Against the odds, Kettles got the helicopter airborne, saving the eight men and his crew. For his actions that day he was awarded the Distinguished Service Cross, the second-highest decoration a soldier can receive.
The Service Women’s Action Network (SWAN), the voice of women in the military, today announced its participation in a new movement to give back to those who have given so much for the United States: our nation’s 22 million veterans. On Veterans Day, November 11, SWAN will take part in #DayForTheBrave the nation’s first online Giving Event to exclusively raise funds and awareness for charities serving the needs of veterans, service members and their families. SWAN is a member-driven community network advocating for the individual and collective needs of service women past, present and future.

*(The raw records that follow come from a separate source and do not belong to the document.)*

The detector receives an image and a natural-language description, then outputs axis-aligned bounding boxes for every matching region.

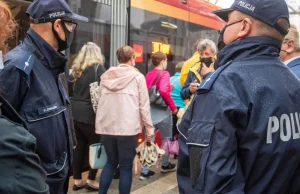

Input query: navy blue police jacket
[0,95,49,194]
[179,37,300,194]
[0,29,73,177]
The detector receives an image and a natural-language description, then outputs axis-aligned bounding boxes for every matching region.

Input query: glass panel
[130,0,220,75]
[68,0,111,68]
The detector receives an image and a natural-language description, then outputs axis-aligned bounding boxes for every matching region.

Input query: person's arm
[179,61,189,87]
[158,71,177,112]
[180,72,194,100]
[0,65,29,111]
[138,74,154,137]
[187,93,245,194]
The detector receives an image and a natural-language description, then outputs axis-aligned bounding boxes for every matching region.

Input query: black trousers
[73,121,100,180]
[172,107,179,138]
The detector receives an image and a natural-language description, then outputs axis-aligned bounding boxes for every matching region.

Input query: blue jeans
[99,135,138,194]
[142,114,173,174]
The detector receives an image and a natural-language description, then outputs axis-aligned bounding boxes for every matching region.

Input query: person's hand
[190,80,198,94]
[146,135,153,142]
[200,64,215,77]
[172,108,178,115]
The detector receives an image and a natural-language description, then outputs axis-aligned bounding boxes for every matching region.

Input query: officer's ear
[237,18,252,39]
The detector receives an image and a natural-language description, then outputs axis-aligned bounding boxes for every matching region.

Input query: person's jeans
[99,135,138,194]
[142,115,172,174]
[73,121,100,180]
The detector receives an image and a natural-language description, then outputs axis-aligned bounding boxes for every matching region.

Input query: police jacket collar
[215,36,281,68]
[286,56,300,68]
[0,95,27,129]
[25,28,67,75]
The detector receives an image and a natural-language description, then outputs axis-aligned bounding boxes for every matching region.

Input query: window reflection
[69,0,111,68]
[130,7,219,75]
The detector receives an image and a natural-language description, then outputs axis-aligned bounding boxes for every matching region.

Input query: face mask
[218,20,243,51]
[164,63,168,70]
[200,57,213,67]
[52,21,74,52]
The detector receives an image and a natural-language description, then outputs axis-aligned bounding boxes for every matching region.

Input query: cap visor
[70,14,89,22]
[212,8,234,22]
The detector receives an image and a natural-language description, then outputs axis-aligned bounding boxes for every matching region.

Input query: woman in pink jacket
[96,46,154,194]
[140,52,177,180]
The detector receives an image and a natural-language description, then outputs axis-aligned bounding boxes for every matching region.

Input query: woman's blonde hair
[72,42,104,81]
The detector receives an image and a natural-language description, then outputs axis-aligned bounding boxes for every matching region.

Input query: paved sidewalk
[68,160,179,194]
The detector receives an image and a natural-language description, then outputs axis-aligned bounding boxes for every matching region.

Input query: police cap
[26,0,89,24]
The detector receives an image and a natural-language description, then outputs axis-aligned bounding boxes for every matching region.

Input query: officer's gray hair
[285,25,300,52]
[197,39,217,54]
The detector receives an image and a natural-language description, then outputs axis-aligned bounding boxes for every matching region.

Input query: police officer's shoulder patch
[197,61,232,94]
[16,52,36,75]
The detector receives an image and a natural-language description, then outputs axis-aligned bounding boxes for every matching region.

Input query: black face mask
[218,20,243,51]
[52,21,74,52]
[200,57,213,67]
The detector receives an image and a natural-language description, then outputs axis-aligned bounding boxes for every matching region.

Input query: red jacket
[146,69,176,112]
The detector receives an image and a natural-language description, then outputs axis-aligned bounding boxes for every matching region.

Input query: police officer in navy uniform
[179,0,300,194]
[0,0,88,194]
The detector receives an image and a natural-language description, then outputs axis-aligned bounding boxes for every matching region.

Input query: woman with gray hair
[180,39,217,100]
[70,42,105,191]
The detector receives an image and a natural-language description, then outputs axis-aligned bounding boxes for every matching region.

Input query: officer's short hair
[116,46,135,63]
[285,25,300,52]
[197,39,217,54]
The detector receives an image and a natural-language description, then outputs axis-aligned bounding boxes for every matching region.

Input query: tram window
[130,7,218,75]
[67,0,111,68]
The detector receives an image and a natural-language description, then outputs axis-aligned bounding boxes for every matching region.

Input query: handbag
[149,73,168,109]
[90,65,99,113]
[162,138,179,156]
[89,143,107,169]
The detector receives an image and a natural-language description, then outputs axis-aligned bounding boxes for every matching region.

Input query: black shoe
[160,162,177,172]
[73,184,85,191]
[114,168,120,179]
[140,170,155,181]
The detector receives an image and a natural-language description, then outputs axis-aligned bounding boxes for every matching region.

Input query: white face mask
[164,63,168,69]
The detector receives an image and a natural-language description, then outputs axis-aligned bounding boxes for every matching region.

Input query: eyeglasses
[61,20,77,32]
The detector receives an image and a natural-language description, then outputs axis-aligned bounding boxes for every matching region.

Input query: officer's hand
[190,80,198,94]
[200,64,215,77]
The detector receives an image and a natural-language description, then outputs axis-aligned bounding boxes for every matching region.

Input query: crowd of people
[0,0,300,194]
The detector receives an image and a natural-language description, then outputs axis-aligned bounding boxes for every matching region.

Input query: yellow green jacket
[180,52,202,87]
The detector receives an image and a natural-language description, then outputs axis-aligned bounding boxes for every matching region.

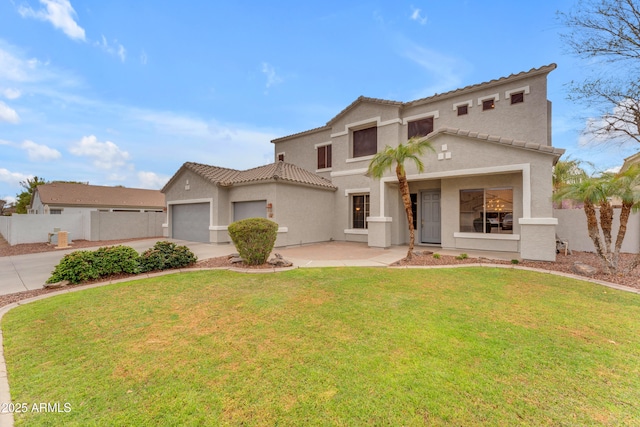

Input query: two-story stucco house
[162,64,564,260]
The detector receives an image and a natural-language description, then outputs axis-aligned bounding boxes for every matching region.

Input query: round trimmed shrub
[227,218,278,265]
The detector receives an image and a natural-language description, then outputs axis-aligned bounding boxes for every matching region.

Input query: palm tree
[553,157,587,209]
[553,165,640,273]
[367,138,435,259]
[614,163,640,269]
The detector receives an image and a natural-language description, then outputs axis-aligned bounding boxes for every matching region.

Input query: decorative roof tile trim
[271,63,558,143]
[403,63,558,107]
[428,127,565,158]
[271,125,331,144]
[36,182,165,209]
[168,162,337,190]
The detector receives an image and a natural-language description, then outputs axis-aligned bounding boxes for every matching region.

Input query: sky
[0,0,637,202]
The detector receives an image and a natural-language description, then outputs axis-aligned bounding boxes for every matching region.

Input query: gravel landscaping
[0,239,640,307]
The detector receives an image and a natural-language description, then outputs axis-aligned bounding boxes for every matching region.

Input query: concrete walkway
[0,239,518,295]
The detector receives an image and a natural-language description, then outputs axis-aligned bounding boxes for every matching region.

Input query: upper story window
[504,86,531,105]
[482,99,496,111]
[511,92,524,104]
[317,144,331,169]
[408,117,433,138]
[353,126,378,157]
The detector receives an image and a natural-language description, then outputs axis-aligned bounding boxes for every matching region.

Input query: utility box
[56,231,69,248]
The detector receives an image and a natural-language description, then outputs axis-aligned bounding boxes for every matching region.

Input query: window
[460,188,513,234]
[511,92,524,105]
[318,144,331,169]
[409,117,433,138]
[352,194,369,228]
[353,126,378,157]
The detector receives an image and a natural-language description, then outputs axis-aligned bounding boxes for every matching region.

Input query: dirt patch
[392,251,640,289]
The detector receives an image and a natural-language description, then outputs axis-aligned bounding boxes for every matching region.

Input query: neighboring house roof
[36,182,165,209]
[271,63,557,142]
[160,162,337,192]
[425,127,565,164]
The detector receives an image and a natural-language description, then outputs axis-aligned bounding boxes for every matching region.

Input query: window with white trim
[317,144,331,169]
[351,194,369,229]
[460,187,513,234]
[352,126,378,157]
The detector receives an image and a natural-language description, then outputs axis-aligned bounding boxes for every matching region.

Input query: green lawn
[2,267,640,426]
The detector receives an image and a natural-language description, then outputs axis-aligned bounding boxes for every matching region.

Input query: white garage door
[233,200,267,221]
[171,203,210,243]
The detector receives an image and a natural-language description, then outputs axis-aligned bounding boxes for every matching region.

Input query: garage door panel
[171,203,211,243]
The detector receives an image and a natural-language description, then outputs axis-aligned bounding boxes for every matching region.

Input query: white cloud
[2,88,22,99]
[20,140,62,162]
[94,36,127,62]
[0,101,20,124]
[138,171,171,190]
[262,62,284,89]
[18,0,85,41]
[69,135,130,169]
[0,168,33,187]
[411,6,427,25]
[578,99,640,147]
[399,37,470,98]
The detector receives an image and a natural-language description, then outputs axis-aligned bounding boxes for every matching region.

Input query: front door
[420,190,441,243]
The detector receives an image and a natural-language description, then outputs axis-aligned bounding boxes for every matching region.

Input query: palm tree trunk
[584,200,610,274]
[396,165,416,259]
[613,202,633,270]
[600,200,616,272]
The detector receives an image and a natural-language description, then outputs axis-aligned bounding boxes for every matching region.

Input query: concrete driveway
[0,239,235,295]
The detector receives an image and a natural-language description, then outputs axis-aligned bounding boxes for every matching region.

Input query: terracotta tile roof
[271,63,557,142]
[404,63,558,107]
[183,162,240,184]
[36,182,165,209]
[162,162,337,192]
[425,127,565,161]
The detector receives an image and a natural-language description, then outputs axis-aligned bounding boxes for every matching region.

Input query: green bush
[139,241,198,272]
[47,245,139,284]
[228,218,278,265]
[47,251,100,284]
[93,245,140,277]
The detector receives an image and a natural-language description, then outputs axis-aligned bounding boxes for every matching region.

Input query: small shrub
[228,218,278,265]
[93,245,140,277]
[47,245,139,284]
[47,251,100,284]
[139,241,198,273]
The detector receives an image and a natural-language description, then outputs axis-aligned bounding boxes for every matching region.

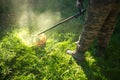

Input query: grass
[0,0,120,80]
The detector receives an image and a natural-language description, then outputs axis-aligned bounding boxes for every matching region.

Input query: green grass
[0,0,120,80]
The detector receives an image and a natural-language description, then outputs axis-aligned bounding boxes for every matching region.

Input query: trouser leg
[77,5,111,51]
[97,3,118,55]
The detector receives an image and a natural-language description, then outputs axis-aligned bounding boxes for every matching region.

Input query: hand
[66,49,85,63]
[76,0,83,8]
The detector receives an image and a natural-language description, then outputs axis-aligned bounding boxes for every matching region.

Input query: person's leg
[96,4,119,56]
[67,4,111,58]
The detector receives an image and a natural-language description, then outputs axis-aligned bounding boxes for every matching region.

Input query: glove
[76,0,83,9]
[66,49,85,63]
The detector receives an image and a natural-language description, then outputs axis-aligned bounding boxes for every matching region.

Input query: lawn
[0,0,120,80]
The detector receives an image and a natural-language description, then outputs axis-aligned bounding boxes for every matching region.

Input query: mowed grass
[0,0,120,80]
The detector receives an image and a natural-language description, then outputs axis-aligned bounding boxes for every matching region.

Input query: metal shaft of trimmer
[38,9,86,35]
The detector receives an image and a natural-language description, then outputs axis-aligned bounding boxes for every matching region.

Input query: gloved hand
[76,0,83,9]
[66,49,85,63]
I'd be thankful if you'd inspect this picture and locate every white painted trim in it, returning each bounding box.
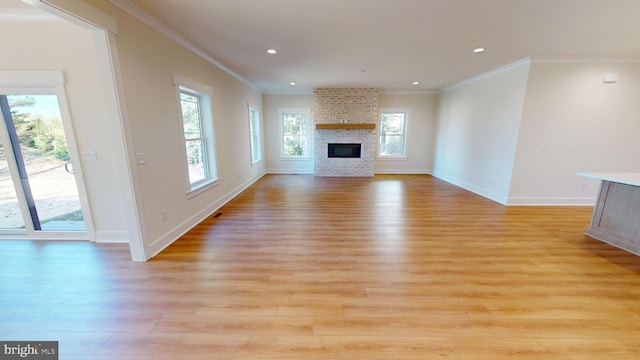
[22,0,118,34]
[109,0,262,93]
[531,56,640,64]
[378,89,438,95]
[149,171,266,257]
[438,58,531,93]
[96,231,129,244]
[0,70,65,88]
[507,197,596,206]
[431,172,507,205]
[263,90,313,95]
[96,32,150,262]
[374,169,431,175]
[267,169,315,175]
[173,75,213,98]
[0,8,61,22]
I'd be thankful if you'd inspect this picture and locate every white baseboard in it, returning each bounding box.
[267,169,314,175]
[431,172,508,205]
[375,169,431,175]
[148,171,266,258]
[96,231,129,244]
[507,197,596,206]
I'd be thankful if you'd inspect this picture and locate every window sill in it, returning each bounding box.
[187,179,220,199]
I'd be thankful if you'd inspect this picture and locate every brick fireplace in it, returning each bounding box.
[313,88,378,177]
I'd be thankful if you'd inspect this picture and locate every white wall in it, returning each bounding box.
[55,0,265,258]
[509,60,640,205]
[375,92,437,174]
[0,19,128,242]
[432,61,529,203]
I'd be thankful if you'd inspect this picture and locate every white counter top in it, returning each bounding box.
[577,173,640,186]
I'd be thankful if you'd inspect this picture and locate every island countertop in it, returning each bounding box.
[577,172,640,186]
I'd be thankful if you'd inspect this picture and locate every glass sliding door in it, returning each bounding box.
[0,94,86,232]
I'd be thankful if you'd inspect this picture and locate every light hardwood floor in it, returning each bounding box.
[0,175,640,360]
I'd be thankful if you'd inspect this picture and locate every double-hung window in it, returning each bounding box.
[378,110,409,158]
[278,109,311,159]
[176,77,218,193]
[249,106,262,164]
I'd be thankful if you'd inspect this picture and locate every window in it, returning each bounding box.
[176,78,217,193]
[278,109,311,159]
[249,107,262,163]
[378,111,409,158]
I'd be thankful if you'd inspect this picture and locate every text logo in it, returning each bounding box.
[0,341,58,360]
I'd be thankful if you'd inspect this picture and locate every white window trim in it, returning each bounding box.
[173,75,220,199]
[376,108,411,161]
[247,103,263,166]
[278,108,313,161]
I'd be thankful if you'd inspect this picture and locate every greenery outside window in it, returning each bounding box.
[278,109,311,159]
[249,107,262,164]
[176,78,217,193]
[378,111,409,158]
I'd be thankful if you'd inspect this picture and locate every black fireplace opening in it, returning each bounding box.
[328,144,362,158]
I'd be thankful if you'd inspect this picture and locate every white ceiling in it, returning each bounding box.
[124,0,640,92]
[0,0,640,92]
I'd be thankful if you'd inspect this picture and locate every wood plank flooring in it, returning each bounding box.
[0,175,640,360]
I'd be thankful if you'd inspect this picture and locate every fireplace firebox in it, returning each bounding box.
[328,143,362,158]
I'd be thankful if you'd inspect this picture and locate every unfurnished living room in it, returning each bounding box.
[0,0,640,360]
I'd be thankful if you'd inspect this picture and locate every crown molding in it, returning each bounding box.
[109,0,263,93]
[378,89,438,95]
[531,55,640,64]
[0,8,61,22]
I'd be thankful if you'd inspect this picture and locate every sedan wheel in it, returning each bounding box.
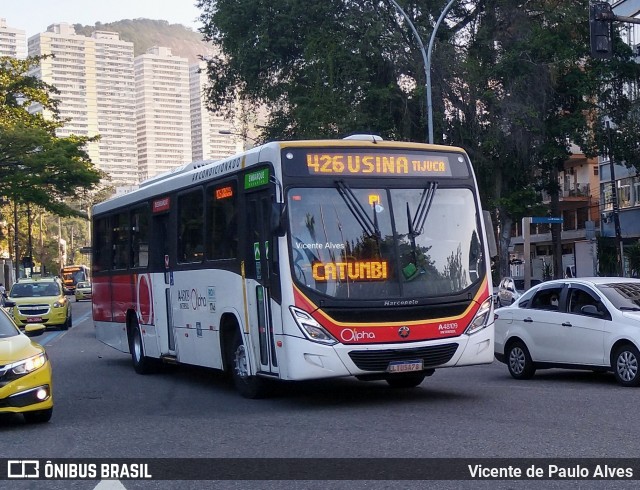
[506,341,536,379]
[613,344,640,386]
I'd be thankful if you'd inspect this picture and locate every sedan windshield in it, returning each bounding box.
[288,182,485,299]
[0,311,19,339]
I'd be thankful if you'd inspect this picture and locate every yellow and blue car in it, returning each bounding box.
[0,308,53,423]
[4,277,72,330]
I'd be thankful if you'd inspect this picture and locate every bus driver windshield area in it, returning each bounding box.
[287,147,485,304]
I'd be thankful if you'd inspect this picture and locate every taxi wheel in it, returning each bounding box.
[22,408,53,424]
[60,317,71,330]
[385,373,426,388]
[227,328,269,399]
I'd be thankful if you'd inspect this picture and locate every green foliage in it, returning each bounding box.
[198,0,452,141]
[624,241,640,277]
[597,237,619,277]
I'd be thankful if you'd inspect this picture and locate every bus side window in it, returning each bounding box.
[130,205,150,267]
[206,182,238,260]
[178,189,204,263]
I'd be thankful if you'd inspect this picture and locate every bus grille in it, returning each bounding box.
[349,343,458,371]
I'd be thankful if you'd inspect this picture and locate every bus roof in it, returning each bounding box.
[93,135,465,216]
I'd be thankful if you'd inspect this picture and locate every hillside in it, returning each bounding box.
[73,19,211,63]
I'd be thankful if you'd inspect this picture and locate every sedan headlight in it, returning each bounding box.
[289,306,338,345]
[464,298,493,335]
[5,352,47,376]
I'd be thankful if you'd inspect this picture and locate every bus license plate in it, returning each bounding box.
[387,359,424,373]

|11/8/15||Happy 12th Anniversary Veterans Radio. Join Veterans Radio this Sunday as we continue our mission to honor America’s Veterans. The extraordinary men and women, who over the history of our country, have been willing to lay down their lives for their fellow Americans.
On November 15th 2003, Veterans Radio broadcast their first program from the studios of WSDS in Ypsilanti, Michigan. Since then we have moved around a little and have produced over 600 live programs on a wide variety of topics. From the sands of Iwo Jima and Normandy to the jungles of Vietnam. From the freezing winters of Korea to the desert heat of Afghanistan and Iraq. Whether on land, sea, or in the air we’ve had the privilege and honor of telling the stories of America’s finest.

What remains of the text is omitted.